A physician assesses the presence of lower extremity joint OA by using a modified version of the physical examination used by Hughes, Edelman, Chang, Singer, and Schuette (1991). The lower joint extremity portion of the examination assesses nine joints or regions for pain on motion, tenderness, swelling, limitation of motion, or deformity. Type of arthritis also is identified.

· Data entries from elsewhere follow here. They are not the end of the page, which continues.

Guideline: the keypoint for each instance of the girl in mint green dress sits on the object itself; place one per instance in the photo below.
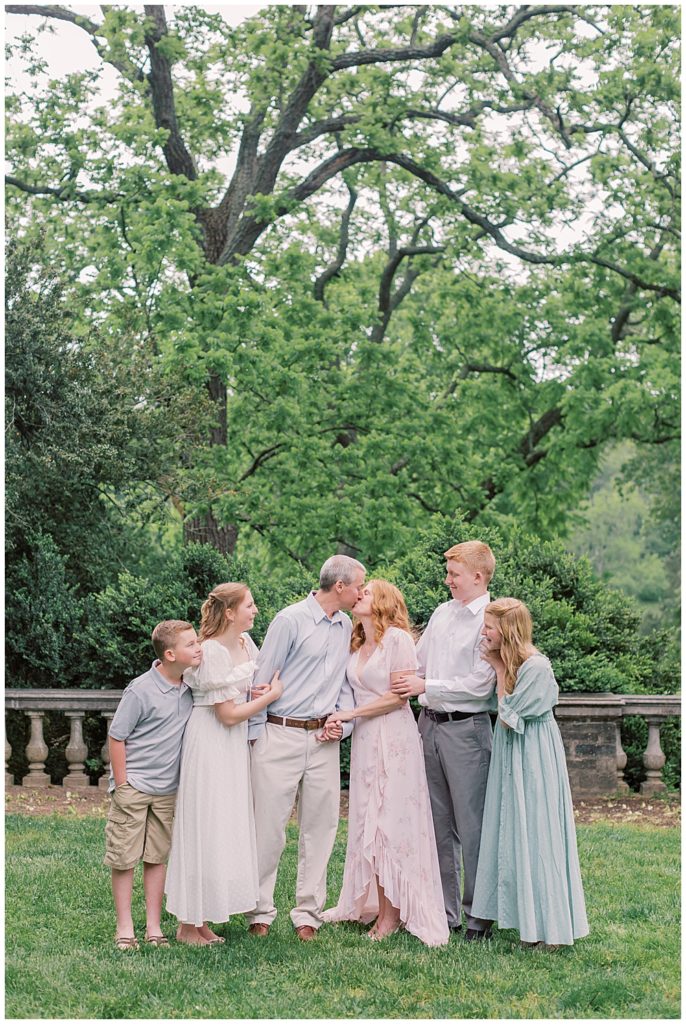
(528, 876)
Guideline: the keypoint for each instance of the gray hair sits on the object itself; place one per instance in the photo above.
(339, 567)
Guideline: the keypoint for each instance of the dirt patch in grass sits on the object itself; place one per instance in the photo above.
(633, 809)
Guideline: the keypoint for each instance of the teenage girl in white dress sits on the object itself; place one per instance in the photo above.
(212, 869)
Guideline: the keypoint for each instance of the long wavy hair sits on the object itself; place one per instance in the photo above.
(388, 608)
(514, 622)
(213, 612)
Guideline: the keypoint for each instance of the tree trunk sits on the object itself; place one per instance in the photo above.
(206, 529)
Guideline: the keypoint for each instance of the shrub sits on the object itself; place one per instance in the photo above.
(43, 614)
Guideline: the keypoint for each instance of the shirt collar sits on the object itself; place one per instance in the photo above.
(160, 680)
(476, 605)
(317, 611)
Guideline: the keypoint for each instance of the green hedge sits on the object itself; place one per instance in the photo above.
(589, 631)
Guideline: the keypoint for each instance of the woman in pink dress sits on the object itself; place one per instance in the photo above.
(391, 865)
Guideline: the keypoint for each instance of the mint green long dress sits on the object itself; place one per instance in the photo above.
(528, 876)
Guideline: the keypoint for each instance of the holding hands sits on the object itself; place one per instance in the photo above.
(333, 729)
(408, 684)
(273, 689)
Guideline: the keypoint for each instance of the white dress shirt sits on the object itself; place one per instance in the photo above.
(449, 658)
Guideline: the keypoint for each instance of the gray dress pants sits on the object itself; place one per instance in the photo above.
(457, 757)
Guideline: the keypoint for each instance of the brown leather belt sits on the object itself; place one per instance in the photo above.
(448, 716)
(297, 723)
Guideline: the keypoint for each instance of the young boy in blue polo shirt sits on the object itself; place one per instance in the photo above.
(145, 740)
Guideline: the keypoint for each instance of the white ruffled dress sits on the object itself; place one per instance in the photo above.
(212, 870)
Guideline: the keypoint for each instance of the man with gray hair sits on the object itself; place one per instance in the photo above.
(293, 753)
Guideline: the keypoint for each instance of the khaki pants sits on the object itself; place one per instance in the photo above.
(287, 762)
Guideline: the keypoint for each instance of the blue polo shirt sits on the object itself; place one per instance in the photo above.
(151, 719)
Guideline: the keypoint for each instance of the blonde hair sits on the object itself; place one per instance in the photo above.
(166, 634)
(514, 622)
(388, 608)
(213, 612)
(475, 555)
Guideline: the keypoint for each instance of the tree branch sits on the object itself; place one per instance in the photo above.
(333, 268)
(524, 14)
(176, 154)
(390, 55)
(128, 70)
(65, 193)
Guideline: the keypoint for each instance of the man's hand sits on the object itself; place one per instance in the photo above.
(332, 731)
(409, 685)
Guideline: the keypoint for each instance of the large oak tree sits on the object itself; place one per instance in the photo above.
(420, 257)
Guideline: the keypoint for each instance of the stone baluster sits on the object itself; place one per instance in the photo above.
(103, 780)
(653, 759)
(76, 753)
(37, 752)
(9, 778)
(623, 785)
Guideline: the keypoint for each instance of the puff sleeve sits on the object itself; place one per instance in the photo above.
(536, 692)
(217, 679)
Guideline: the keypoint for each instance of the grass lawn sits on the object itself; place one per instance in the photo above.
(60, 961)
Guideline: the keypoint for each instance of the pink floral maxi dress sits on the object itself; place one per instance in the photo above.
(390, 828)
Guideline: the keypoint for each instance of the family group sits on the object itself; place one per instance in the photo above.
(212, 747)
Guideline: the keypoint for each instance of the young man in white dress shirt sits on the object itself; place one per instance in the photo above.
(294, 753)
(457, 693)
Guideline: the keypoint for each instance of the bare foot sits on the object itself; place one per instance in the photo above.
(386, 928)
(189, 936)
(208, 934)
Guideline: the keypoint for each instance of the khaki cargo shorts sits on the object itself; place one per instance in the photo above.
(138, 827)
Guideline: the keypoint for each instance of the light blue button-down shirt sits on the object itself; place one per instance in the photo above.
(311, 653)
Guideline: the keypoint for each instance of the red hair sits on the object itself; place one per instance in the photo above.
(388, 608)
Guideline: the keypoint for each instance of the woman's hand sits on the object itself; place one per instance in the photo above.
(408, 684)
(339, 716)
(333, 729)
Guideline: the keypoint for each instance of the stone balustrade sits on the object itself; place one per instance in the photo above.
(75, 705)
(590, 724)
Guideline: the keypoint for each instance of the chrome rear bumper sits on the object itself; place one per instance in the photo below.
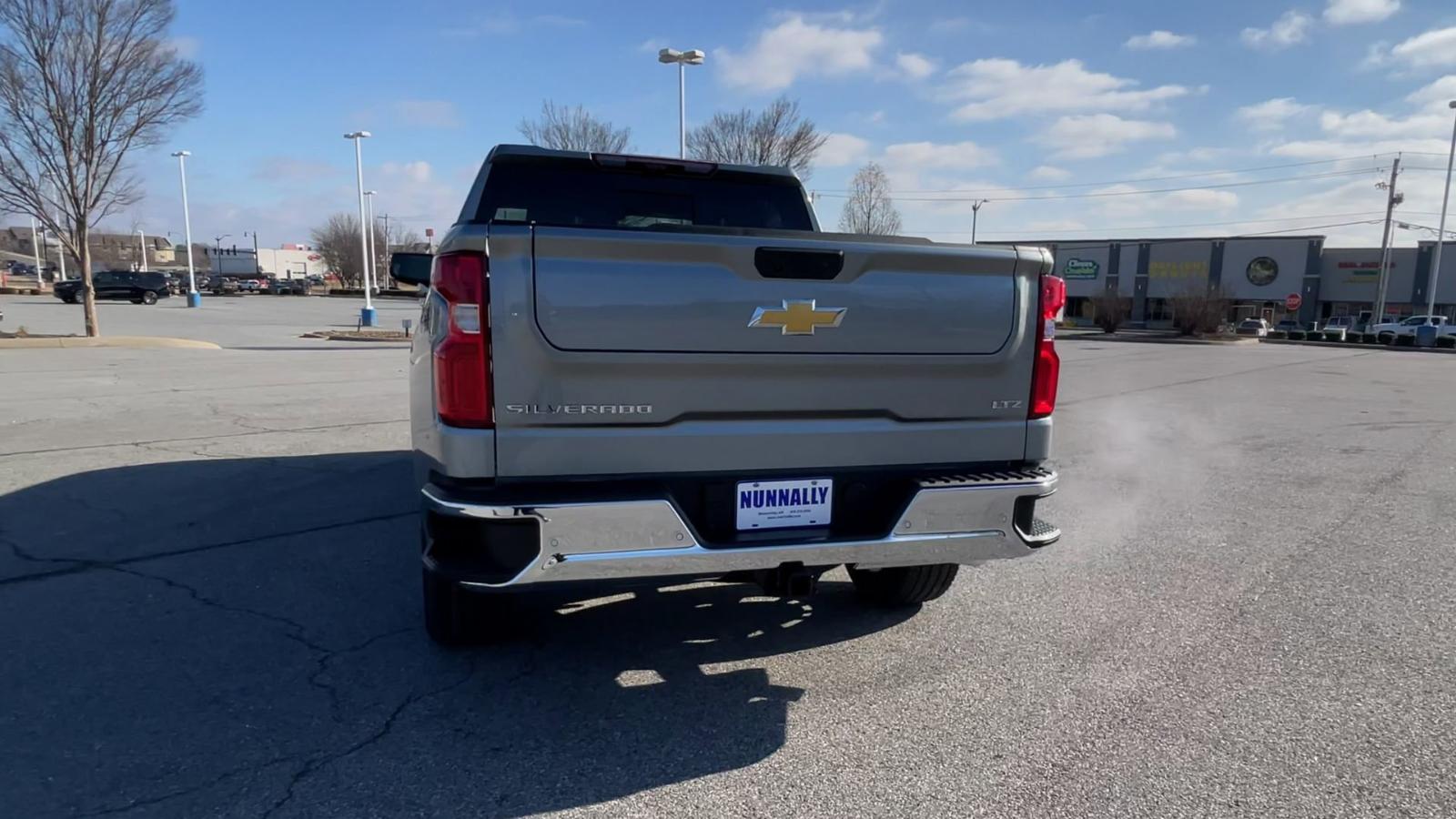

The physician is asked to indicate whether the participant meets the inclusion criteria previously described for the presence of OA of the hip or knee.

Persons are considered ineligible if they are under the age of 60, currently participate in an aerobic exercise program, have had uncomplicated hip or knee surgery within the previous 6 months or complicated surgery within the past year, have received steroid injections in either knee or hip within the previous 3 months, have a diagnosis of rheumatoid arthritis, or have diabetes that is not under good control.

Outcomes
The following outcomes were assessed at baseline and at 2 and 6 months for all participants.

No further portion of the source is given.